At any rate, this might still happen but with much bloodshed. The Americans will leave, but Iraq will remain the same artificial pot of boiling broth the ingredients of which can never mix. This anomaly, if it has to be maintained, needs a dictator not an unrealistic Western-style democracy.

Implications for Israel
The Western World and most of its media has developed a Pavlovian reflex in recent decades to blame Israel for every negative development in the Middle East. When things go bad in Iraq after the American pullout, Europe and America will explain that it is because Israel did not succumb to the all the Palestinian demands and built another two rooms in Jerusalem. What has this to do with Iraq? This question of course is irrelevant. However, following the American withdrawal no drastic change will take place as far as Israel is concerned.

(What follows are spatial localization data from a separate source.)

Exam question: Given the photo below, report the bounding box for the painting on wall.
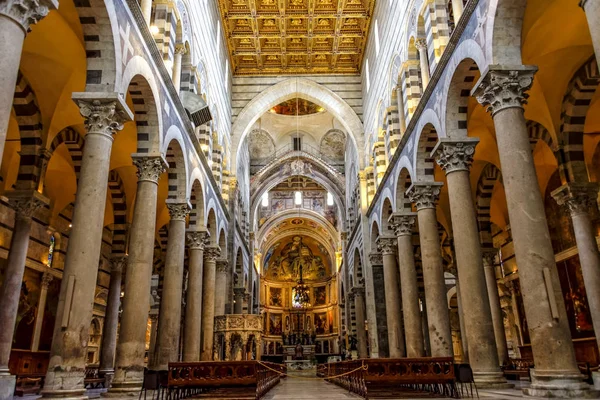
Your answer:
[270,287,283,307]
[314,286,326,306]
[264,235,330,281]
[557,256,594,339]
[314,312,327,335]
[269,313,283,335]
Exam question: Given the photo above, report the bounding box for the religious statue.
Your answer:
[295,343,304,360]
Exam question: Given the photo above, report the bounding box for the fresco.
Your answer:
[264,235,330,281]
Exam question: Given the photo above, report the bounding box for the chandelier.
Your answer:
[292,264,311,309]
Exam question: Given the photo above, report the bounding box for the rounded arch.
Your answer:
[413,119,442,181]
[475,162,502,251]
[108,169,128,255]
[352,247,363,285]
[370,220,380,252]
[231,78,365,171]
[188,178,205,231]
[486,0,527,65]
[218,227,227,254]
[394,163,414,212]
[380,196,394,234]
[163,126,189,201]
[206,208,217,244]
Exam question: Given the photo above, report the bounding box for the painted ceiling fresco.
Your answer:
[263,235,331,282]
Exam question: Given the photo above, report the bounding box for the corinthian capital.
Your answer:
[376,236,397,256]
[204,245,221,262]
[166,200,191,221]
[186,230,209,250]
[110,255,128,273]
[407,182,443,211]
[368,252,383,266]
[7,190,48,220]
[414,38,427,50]
[389,212,417,237]
[551,182,599,217]
[41,272,54,288]
[0,0,57,33]
[432,138,479,174]
[72,93,133,138]
[216,259,229,273]
[132,155,168,183]
[472,65,537,116]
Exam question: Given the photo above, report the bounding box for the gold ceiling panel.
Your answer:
[219,0,375,75]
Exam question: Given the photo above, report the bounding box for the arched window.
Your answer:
[47,235,55,268]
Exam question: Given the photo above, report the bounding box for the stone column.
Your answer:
[234,288,245,314]
[172,44,186,93]
[482,251,509,366]
[377,236,405,358]
[415,38,430,89]
[99,256,126,378]
[433,138,507,386]
[153,201,190,370]
[140,0,152,26]
[394,86,407,133]
[201,246,221,361]
[350,285,368,359]
[552,182,600,355]
[147,315,158,366]
[389,212,425,357]
[451,0,464,24]
[580,0,600,67]
[0,0,57,167]
[108,155,167,396]
[0,192,47,390]
[474,66,591,397]
[42,94,132,400]
[214,259,228,316]
[183,230,208,362]
[31,272,53,352]
[455,279,469,362]
[407,183,453,357]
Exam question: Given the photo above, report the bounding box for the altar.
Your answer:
[283,344,317,376]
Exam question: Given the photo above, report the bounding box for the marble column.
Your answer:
[377,235,405,358]
[234,288,245,314]
[0,0,57,167]
[482,251,509,366]
[407,183,453,357]
[214,259,229,316]
[99,256,127,378]
[394,86,407,132]
[183,230,208,362]
[415,38,430,89]
[474,66,591,397]
[389,212,425,357]
[351,285,368,359]
[140,0,152,26]
[580,0,600,67]
[172,44,186,93]
[451,0,464,24]
[455,280,469,362]
[31,272,54,352]
[147,315,158,367]
[153,201,190,370]
[42,94,132,400]
[433,138,506,386]
[552,182,600,355]
[201,246,221,361]
[107,155,167,396]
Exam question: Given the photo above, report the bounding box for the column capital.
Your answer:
[407,182,443,211]
[7,190,49,220]
[41,271,54,288]
[174,43,187,55]
[186,229,209,250]
[0,0,57,34]
[414,37,427,50]
[368,252,383,266]
[358,170,367,181]
[389,212,417,237]
[72,92,133,138]
[551,182,599,217]
[216,259,229,273]
[132,154,168,183]
[432,138,479,174]
[481,249,498,268]
[110,255,128,273]
[580,0,588,8]
[234,287,246,296]
[376,236,397,255]
[472,65,538,116]
[204,245,221,262]
[166,200,191,221]
[351,285,365,298]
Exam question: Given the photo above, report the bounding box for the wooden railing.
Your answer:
[167,361,282,399]
[322,357,459,399]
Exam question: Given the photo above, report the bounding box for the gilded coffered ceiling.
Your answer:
[217,0,375,75]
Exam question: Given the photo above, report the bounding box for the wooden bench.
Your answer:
[14,376,43,396]
[502,358,534,381]
[167,361,282,399]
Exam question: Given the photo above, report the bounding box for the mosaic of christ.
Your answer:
[264,236,330,281]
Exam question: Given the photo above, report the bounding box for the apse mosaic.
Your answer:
[263,235,331,282]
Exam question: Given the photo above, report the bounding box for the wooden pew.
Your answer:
[501,358,534,381]
[167,361,282,399]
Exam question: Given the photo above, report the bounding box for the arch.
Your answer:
[475,162,502,250]
[188,178,205,231]
[218,228,227,254]
[486,0,527,65]
[231,78,365,171]
[527,120,558,152]
[414,121,441,181]
[380,196,394,234]
[353,247,363,285]
[163,127,189,201]
[370,220,380,252]
[206,208,217,244]
[559,56,600,183]
[108,169,128,256]
[120,57,163,154]
[394,164,414,212]
[48,127,85,182]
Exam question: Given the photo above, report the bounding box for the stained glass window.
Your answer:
[47,235,55,268]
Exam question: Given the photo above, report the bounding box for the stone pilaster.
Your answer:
[42,94,132,400]
[474,66,593,398]
[201,245,221,360]
[215,259,229,316]
[183,230,208,362]
[389,212,425,357]
[552,182,600,356]
[433,138,507,387]
[153,201,190,370]
[107,155,167,396]
[377,235,405,358]
[407,182,453,357]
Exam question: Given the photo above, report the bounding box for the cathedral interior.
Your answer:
[0,0,600,398]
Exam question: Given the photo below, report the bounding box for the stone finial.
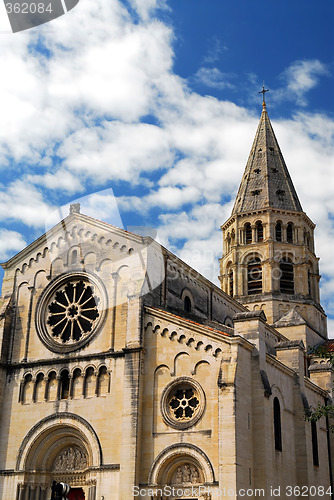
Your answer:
[70,203,81,215]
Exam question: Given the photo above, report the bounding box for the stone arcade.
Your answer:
[0,103,333,499]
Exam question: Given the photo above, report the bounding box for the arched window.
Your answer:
[35,373,45,403]
[184,296,192,313]
[47,371,57,401]
[247,258,262,295]
[72,368,82,399]
[22,374,33,404]
[274,397,282,451]
[60,370,70,400]
[97,366,109,396]
[231,229,235,247]
[245,223,252,244]
[304,231,311,250]
[311,420,319,466]
[256,222,263,242]
[287,223,293,243]
[275,222,282,241]
[71,249,78,265]
[229,270,234,297]
[84,367,96,398]
[280,258,294,294]
[226,233,231,253]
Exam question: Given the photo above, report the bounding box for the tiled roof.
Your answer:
[232,104,302,214]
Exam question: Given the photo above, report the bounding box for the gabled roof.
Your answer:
[274,307,307,327]
[1,207,149,270]
[232,104,303,214]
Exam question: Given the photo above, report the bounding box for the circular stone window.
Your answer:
[161,378,205,430]
[36,272,107,353]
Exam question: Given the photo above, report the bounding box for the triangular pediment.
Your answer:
[274,308,307,327]
[1,210,150,272]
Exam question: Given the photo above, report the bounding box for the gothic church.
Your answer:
[0,102,333,500]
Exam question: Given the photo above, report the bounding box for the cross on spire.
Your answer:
[259,84,269,107]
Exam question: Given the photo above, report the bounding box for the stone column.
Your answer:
[251,225,256,243]
[24,485,30,500]
[281,224,287,242]
[23,286,35,361]
[69,373,74,399]
[119,293,143,499]
[17,484,25,500]
[56,375,62,400]
[109,272,120,351]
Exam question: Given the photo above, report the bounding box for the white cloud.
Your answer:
[45,188,124,231]
[0,181,54,228]
[119,185,201,213]
[0,230,26,261]
[0,0,333,335]
[192,67,235,90]
[128,0,169,21]
[277,59,329,106]
[27,170,84,193]
[202,37,228,65]
[155,203,232,284]
[58,121,173,184]
[0,0,174,167]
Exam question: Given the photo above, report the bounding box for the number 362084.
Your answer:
[5,3,53,14]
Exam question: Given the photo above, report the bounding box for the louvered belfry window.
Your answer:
[245,223,252,244]
[287,223,293,243]
[256,222,263,242]
[247,258,262,295]
[280,258,294,294]
[229,270,234,297]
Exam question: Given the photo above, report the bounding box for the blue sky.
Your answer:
[0,0,334,333]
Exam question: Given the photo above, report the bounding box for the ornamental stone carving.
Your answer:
[52,446,88,472]
[173,463,200,484]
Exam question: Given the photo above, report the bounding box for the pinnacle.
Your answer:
[232,106,302,215]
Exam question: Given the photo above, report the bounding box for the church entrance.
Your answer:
[68,487,85,500]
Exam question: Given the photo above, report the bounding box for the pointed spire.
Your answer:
[232,104,302,214]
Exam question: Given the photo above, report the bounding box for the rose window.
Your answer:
[169,387,199,420]
[36,273,107,353]
[47,280,99,343]
[161,378,205,430]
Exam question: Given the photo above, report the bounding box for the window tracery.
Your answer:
[36,272,107,354]
[161,378,205,430]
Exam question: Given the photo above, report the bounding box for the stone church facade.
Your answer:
[0,103,333,499]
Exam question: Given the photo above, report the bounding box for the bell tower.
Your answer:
[219,96,327,344]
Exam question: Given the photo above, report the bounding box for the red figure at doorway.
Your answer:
[68,488,85,500]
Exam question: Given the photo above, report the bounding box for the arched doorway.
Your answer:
[16,413,101,500]
[148,443,215,500]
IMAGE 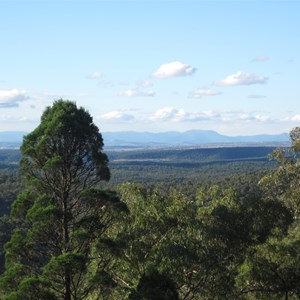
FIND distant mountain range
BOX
[0,130,290,149]
[102,130,290,148]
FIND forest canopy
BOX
[0,100,299,300]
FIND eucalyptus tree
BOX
[0,100,126,300]
[237,225,300,300]
[193,184,292,299]
[98,183,199,299]
[235,127,300,299]
[259,127,300,219]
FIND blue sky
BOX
[0,0,299,135]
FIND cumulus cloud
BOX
[153,61,196,78]
[149,107,183,122]
[87,71,103,79]
[0,89,28,108]
[119,88,155,97]
[98,111,134,121]
[189,88,222,98]
[215,71,268,86]
[149,107,220,122]
[252,55,269,62]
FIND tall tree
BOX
[259,127,300,220]
[237,225,300,300]
[235,127,300,299]
[0,100,126,300]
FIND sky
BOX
[0,0,299,136]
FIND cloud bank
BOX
[148,107,270,123]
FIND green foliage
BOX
[109,157,275,184]
[0,174,23,275]
[1,126,300,299]
[260,127,300,219]
[234,127,300,299]
[105,174,294,300]
[20,99,110,187]
[0,100,125,300]
[129,269,179,300]
[96,181,292,300]
[290,127,300,153]
[97,183,198,299]
[237,225,300,299]
[1,276,56,300]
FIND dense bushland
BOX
[0,100,299,299]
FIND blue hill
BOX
[0,130,289,148]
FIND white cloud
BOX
[282,114,300,122]
[119,88,155,97]
[148,107,271,124]
[183,110,220,122]
[237,113,270,122]
[0,89,28,108]
[189,88,222,98]
[97,111,134,121]
[252,55,269,62]
[153,61,196,78]
[218,111,270,123]
[149,107,182,121]
[291,115,300,122]
[149,107,220,122]
[87,71,102,79]
[216,71,268,86]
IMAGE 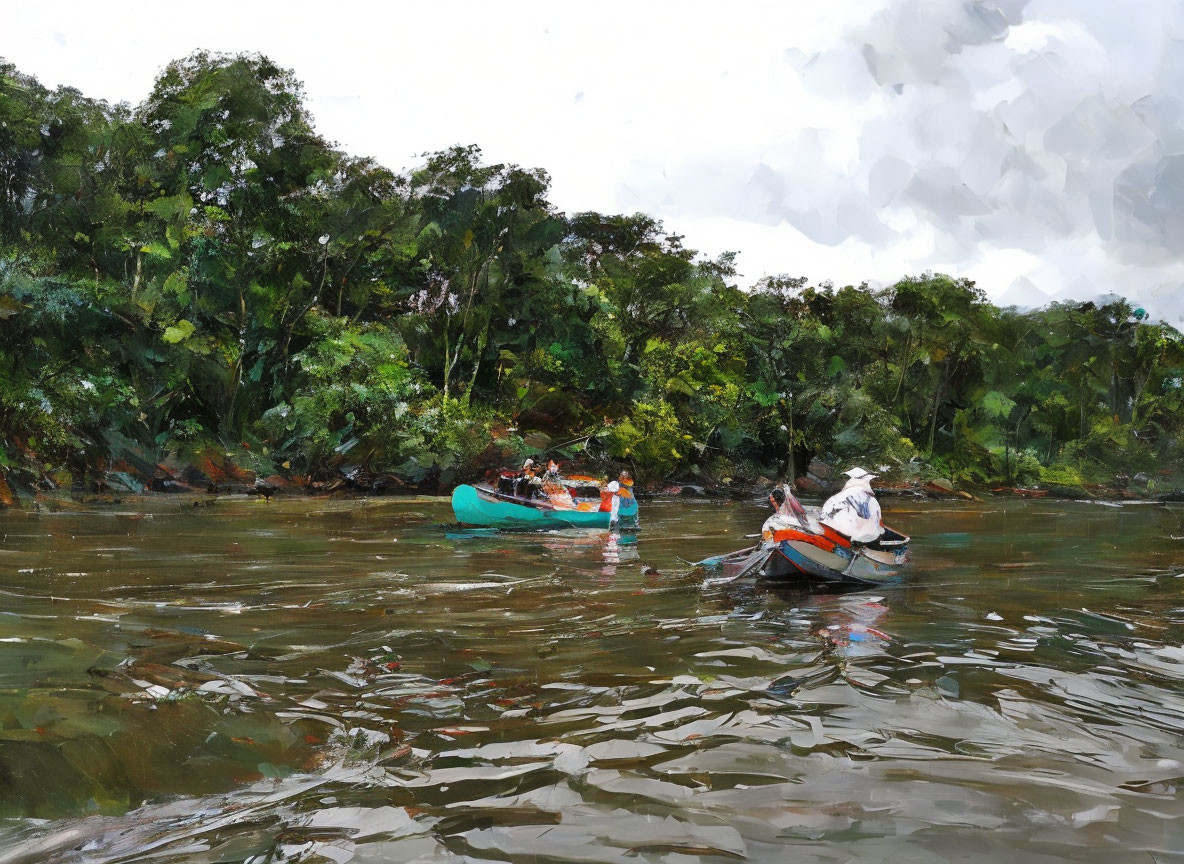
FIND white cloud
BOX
[5,0,1184,319]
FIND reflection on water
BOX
[0,497,1183,862]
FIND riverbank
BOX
[1,434,1178,509]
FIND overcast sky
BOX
[7,0,1184,319]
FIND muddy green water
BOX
[0,496,1183,863]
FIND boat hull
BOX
[451,484,638,529]
[762,524,908,586]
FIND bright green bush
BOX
[603,399,687,479]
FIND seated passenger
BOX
[603,470,634,527]
[820,467,883,543]
[515,458,538,499]
[541,458,574,508]
[761,484,809,536]
[540,458,563,490]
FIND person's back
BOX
[820,467,883,543]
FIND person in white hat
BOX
[819,467,884,543]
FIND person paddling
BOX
[819,467,884,543]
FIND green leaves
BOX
[665,376,696,397]
[162,270,188,303]
[140,241,172,260]
[146,193,192,222]
[980,390,1017,419]
[161,319,195,343]
[201,163,231,191]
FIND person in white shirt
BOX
[820,467,884,543]
[605,470,633,527]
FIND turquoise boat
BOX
[451,482,639,529]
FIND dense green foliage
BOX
[3,52,1184,494]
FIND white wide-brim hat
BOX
[843,467,877,480]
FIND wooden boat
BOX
[762,520,909,585]
[696,511,909,586]
[451,475,639,529]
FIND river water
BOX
[0,496,1182,863]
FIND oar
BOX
[693,542,771,578]
[691,543,757,568]
[702,546,771,584]
[731,546,772,579]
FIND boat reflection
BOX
[601,529,640,576]
[816,593,892,657]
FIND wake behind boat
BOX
[451,469,638,529]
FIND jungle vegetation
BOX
[3,51,1184,497]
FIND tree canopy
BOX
[3,51,1184,496]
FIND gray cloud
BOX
[631,0,1184,319]
[13,0,1184,317]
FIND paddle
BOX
[690,542,772,580]
[730,546,772,579]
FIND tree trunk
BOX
[223,284,248,435]
[465,326,489,405]
[442,323,452,403]
[927,360,949,455]
[1130,371,1150,427]
[1111,362,1119,419]
[780,394,796,486]
[789,396,796,486]
[131,249,142,300]
[892,334,911,404]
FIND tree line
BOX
[3,51,1183,495]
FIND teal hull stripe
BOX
[451,484,638,529]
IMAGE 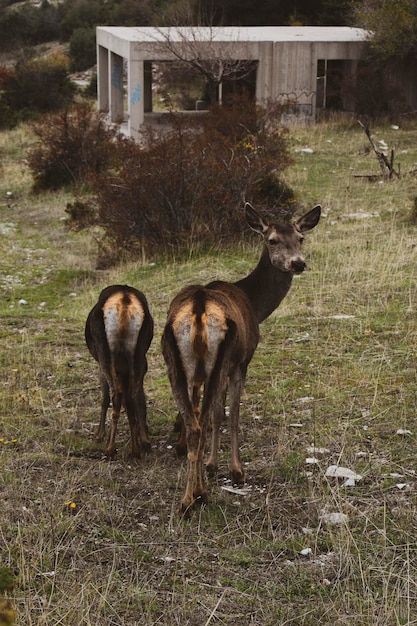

Iraq has always been part of Israel’s hostile Eastern Front and will continue to be so but with a much weaker military force. Alternatively, Iran might take advantage of Obama’s policy of appeasement and attempt to take Shatt al-Arab and southern Iraq. Such a major geopolitical development coupled with the Islamophilic regime in the US and defeatist Europe would put Israel in much greater danger and would be no less dangerous for Iran’s immediate Arab neighbors.